Introduction
This document describes Fault 18 on the Secure Endpoint connector for macOS and Linux.
Fault 18: Connector Event Monitoring is Overloaded
The Behavioral Protection engine improves the connector's visibility into system activity; with this visibility increase, the connector’s system activity monitoring is more likely to be overwhelmed by the amount of activity on the system. If this happens, the connector raises fault 18 and enters degraded mode; for fault 18 details, refer to the Cisco Secure Endpoint Connector Faults articles for macOS and Linux. On the connector, the status
command can be used in the Secure Endpoint CLI to see if the connector is running in degraded mode and if any faults are raised. If fault 18 is raised, then running the status
command in the Secure Endpoint CLI displays the fault with one of the possible two severities:
- Fault 18 with major severity
ampcli> status
Status: Connected
Mode: Degraded
Scan: Ready for scan
Last Scan: 2023-06-19 02:02:03 PM
Policy: Audit Policy for FireAMP Linux (#1)
Command-line: Enabled
Orbital: Disabled
Behavioural Protection: Protect
Faults: 1 Major
Fault IDs: 18
ID 18 - Major: Connector event monitoring is overloaded. Investigate the most active processes for malicious activity, you can also create exclusions for the most active benign processes to reduce monitoring load.
- Fault 18 with critical severity
ampcli> status
Status: Connected
Mode: Degraded
Scan: Ready for scan
Last Scan: 2023-06-19 02:02:03 PM
Policy: Audit Policy for FireAMP Linux (#1)
Command-line: Enabled
Orbital: Disabled
Behavioural Protection: Protect
Faults: 1 Critical
Fault IDs: 18
ID 18 - Critical: Connector event monitoring is overloaded. Investigate the most active processes for malicious activity, you can also create exclusions for the most active benign processes to reduce monitoring load.

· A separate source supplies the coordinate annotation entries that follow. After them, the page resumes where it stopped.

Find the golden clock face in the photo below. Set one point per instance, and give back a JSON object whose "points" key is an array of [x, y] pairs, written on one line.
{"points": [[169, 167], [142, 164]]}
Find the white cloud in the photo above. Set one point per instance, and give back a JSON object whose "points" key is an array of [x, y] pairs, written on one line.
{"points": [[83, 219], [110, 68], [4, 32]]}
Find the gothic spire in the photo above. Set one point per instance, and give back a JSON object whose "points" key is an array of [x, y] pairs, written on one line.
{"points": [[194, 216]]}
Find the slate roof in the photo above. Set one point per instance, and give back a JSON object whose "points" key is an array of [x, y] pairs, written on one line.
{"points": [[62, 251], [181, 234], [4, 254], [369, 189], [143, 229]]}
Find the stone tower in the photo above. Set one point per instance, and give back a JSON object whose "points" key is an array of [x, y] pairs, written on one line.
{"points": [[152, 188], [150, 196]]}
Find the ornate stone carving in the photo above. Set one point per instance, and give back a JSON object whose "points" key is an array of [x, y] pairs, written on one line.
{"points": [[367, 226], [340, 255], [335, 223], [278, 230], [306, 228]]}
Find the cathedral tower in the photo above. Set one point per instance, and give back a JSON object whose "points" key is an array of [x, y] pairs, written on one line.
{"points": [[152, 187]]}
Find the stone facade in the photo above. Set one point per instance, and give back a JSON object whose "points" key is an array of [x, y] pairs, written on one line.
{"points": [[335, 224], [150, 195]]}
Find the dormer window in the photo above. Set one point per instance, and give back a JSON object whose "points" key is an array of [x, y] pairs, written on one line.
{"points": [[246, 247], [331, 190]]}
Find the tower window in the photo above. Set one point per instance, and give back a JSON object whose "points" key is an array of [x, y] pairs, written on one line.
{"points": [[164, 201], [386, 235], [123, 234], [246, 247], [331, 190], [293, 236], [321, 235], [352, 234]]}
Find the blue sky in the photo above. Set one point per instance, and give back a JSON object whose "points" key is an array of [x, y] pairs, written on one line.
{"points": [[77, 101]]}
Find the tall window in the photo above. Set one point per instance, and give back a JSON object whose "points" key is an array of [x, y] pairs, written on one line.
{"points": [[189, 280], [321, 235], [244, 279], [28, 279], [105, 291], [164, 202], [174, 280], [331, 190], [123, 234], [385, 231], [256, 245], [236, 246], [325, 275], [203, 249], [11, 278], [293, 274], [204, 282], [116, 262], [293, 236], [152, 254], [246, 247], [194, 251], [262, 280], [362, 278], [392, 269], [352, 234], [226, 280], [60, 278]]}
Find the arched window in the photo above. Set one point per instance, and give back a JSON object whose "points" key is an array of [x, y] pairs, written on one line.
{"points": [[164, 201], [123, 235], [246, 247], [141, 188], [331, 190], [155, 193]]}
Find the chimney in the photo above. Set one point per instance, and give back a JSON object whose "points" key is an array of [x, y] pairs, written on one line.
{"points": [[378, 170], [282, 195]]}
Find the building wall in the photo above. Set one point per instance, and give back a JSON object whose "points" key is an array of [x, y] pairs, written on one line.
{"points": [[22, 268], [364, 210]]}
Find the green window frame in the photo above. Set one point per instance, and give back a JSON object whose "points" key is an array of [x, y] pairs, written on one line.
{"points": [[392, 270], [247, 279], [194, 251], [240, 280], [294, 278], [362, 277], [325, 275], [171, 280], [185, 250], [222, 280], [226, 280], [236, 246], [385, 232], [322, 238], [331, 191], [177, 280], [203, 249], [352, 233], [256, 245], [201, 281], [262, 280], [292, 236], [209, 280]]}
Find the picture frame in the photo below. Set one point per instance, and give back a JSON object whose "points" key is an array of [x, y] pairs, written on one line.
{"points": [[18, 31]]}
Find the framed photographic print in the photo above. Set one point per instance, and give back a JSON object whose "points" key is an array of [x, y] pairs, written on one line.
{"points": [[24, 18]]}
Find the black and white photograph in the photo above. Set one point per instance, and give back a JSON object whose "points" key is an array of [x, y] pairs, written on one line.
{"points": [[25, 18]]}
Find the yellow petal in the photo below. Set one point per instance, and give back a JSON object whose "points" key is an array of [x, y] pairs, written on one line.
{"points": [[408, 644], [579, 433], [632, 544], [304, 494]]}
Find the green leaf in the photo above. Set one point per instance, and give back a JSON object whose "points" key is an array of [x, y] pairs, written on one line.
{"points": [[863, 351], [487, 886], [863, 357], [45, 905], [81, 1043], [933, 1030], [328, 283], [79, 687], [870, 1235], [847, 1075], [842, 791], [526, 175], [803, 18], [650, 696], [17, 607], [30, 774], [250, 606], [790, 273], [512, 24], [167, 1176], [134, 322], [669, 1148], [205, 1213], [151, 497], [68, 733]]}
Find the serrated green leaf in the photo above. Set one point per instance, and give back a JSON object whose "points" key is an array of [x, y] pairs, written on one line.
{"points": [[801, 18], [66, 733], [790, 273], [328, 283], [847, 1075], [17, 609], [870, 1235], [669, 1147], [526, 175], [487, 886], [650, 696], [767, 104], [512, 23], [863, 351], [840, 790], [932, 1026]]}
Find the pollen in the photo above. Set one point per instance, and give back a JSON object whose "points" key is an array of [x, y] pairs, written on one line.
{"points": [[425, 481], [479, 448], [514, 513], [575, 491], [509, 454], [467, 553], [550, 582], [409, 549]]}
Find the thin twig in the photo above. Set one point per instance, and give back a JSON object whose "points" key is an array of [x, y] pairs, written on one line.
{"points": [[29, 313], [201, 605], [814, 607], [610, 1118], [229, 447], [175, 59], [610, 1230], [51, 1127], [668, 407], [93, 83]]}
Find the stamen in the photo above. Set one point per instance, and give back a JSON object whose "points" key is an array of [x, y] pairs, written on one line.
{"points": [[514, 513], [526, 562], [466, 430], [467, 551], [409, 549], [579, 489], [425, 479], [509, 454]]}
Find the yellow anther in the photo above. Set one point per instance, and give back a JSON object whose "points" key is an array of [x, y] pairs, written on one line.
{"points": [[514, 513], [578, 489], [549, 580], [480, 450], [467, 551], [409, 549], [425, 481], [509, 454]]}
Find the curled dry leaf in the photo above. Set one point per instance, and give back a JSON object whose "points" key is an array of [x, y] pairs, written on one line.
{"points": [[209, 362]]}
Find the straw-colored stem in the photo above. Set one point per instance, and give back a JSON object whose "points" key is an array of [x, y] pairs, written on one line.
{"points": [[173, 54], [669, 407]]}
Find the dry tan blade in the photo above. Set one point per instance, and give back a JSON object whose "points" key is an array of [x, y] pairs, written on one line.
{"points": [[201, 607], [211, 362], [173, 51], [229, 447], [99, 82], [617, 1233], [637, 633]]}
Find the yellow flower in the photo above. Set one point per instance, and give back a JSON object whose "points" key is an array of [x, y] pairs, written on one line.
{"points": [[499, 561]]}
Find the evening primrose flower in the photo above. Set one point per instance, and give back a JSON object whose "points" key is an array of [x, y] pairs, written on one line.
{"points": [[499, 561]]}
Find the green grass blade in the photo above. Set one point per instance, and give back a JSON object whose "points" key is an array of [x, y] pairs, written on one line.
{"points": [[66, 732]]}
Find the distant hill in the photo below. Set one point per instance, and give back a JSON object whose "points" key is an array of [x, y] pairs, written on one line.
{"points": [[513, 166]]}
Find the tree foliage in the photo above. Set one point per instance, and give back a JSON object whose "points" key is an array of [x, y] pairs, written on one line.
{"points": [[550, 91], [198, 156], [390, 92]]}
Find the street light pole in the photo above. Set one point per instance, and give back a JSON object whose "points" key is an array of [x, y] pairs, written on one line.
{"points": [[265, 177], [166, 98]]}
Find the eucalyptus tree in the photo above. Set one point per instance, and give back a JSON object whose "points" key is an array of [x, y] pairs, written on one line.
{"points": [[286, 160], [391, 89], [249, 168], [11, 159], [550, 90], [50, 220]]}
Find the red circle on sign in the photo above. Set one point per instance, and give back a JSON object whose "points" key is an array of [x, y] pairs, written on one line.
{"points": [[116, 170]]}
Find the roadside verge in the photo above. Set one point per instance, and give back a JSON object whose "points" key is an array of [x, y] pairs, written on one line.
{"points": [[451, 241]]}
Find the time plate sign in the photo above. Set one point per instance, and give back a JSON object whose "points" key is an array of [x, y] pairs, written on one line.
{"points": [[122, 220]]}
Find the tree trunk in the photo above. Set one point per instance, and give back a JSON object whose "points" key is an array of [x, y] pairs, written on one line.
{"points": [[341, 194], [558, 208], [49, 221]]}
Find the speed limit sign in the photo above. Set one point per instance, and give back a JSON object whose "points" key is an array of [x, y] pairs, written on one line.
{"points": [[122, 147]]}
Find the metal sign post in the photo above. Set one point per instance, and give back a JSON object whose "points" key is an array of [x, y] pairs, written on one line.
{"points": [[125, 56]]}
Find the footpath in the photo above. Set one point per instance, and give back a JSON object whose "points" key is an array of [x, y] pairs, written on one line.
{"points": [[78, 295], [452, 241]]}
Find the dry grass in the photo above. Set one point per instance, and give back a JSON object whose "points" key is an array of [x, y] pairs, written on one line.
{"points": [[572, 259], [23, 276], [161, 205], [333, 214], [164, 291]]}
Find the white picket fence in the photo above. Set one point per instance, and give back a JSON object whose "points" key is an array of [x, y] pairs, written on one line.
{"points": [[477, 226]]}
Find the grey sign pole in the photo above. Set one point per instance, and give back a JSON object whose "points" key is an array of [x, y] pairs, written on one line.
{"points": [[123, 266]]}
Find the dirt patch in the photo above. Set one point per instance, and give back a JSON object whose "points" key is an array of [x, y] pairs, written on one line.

Connector Event Monitoring is Overloaded: Major Severity
When fault 18 is raised with major severity, this means that the connector event monitoring is overloaded but still able to monitor a smaller set of system events. The connector switches into major severity and monitors less events equivalent to the monitoring that was available in Linux connectors older than 1.22.0 and macOS connectors older than 1.24.0. If the flood of system events is short and the event monitoring load decreases back into an acceptable range, then the fault 18 is cleared and the connector resumes monitoring all system events. If the flood of system events gets worse and the event monitoring load increases to a critical amount, then fault 18 is raised with critical severity and the connector switches into critical severity.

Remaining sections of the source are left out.